Stir in the water, and when everything looks craggy and lumpy, stir in the salt.
Mix in the oil.
Using your hands gather everything together into a ball of dough.
Knead the dough for 100 presses in the bowl or on a work surface, without adding flour
Cover the dough bowl with a large upturned bowl and leave it in a warm place, for the dough to double in size, which will take about an hour.
Rub some oil around the inside of a 1kg/2lb bread tin.
Press down the dough, add the walnuts and knead the dough for 50 presses.
Shape the dough and put it into your prepared tin.
Invert an upturned bowl over the tin and leave it to rise in a warm place for 40 minutes.
Pre-heat the oven.
Remove the upturned bowl and bake the bread for 45-50 minutes. You will know it’s done when the bottom sounds hollow when tapped.
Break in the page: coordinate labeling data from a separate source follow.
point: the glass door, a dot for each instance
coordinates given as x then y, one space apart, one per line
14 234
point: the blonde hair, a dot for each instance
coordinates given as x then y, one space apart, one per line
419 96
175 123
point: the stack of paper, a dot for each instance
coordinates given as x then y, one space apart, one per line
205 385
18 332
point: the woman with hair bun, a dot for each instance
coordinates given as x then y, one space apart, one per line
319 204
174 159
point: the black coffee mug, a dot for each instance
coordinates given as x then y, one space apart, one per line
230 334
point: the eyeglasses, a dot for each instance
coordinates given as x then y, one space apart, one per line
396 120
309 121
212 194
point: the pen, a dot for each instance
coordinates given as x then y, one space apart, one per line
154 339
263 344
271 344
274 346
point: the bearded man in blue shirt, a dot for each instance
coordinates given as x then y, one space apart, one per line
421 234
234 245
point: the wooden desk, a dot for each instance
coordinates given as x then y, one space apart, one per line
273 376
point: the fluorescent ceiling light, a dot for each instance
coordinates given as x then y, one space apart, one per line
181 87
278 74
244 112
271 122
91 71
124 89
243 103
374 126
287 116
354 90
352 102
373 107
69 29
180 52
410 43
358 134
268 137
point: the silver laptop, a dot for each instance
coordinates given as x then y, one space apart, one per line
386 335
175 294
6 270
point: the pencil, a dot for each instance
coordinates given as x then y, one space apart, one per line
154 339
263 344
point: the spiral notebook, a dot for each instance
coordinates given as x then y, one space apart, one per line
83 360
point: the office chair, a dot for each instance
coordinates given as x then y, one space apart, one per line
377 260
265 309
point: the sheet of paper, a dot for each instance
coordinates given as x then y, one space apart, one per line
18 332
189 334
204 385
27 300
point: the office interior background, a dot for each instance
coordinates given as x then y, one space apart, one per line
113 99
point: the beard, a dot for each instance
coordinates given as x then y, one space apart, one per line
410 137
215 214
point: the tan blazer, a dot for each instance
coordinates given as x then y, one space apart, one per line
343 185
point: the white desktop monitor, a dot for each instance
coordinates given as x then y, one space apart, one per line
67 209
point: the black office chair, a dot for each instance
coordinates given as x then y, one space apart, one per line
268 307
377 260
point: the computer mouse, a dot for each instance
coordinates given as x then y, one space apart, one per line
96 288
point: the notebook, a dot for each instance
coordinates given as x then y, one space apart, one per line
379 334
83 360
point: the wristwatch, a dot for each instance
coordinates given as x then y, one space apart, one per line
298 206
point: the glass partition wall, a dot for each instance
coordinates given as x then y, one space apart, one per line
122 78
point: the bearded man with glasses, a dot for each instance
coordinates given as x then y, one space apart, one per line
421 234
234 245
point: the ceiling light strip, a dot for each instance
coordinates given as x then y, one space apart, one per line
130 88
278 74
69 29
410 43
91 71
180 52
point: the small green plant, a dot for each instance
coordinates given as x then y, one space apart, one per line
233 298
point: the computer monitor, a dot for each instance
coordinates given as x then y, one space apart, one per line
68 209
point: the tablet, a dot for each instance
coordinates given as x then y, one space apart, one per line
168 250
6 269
Leave the bread to cool on a wire rack.
1kg/2lb bread tin and mixing bowls
220˚C, Fan 200˚C, 425˚F, Gas 7
My first attempt at making bread during lockdown. It turned out very well and I was so pleased with myself. I used the full amount of walnuts - I love them! Delicious to eat and makes fantastic bread. Will most definitely be making it again!
By Karen Linfield
19 May 2020
The finished loaf hadn’t risen as much as in the photograph and maybe was a bit too dense But then I’m a novice baker. Maybe proving the dough in the fridge overnight wasn’t the thing to do. Apart from that the bread was tasty and I will definitely give it another try.
By Adrian M.
14 May 2020
Absolutely delicious, although I use 100g walnuts which is plenty. Prepare for lock down weight-gain with this recipe!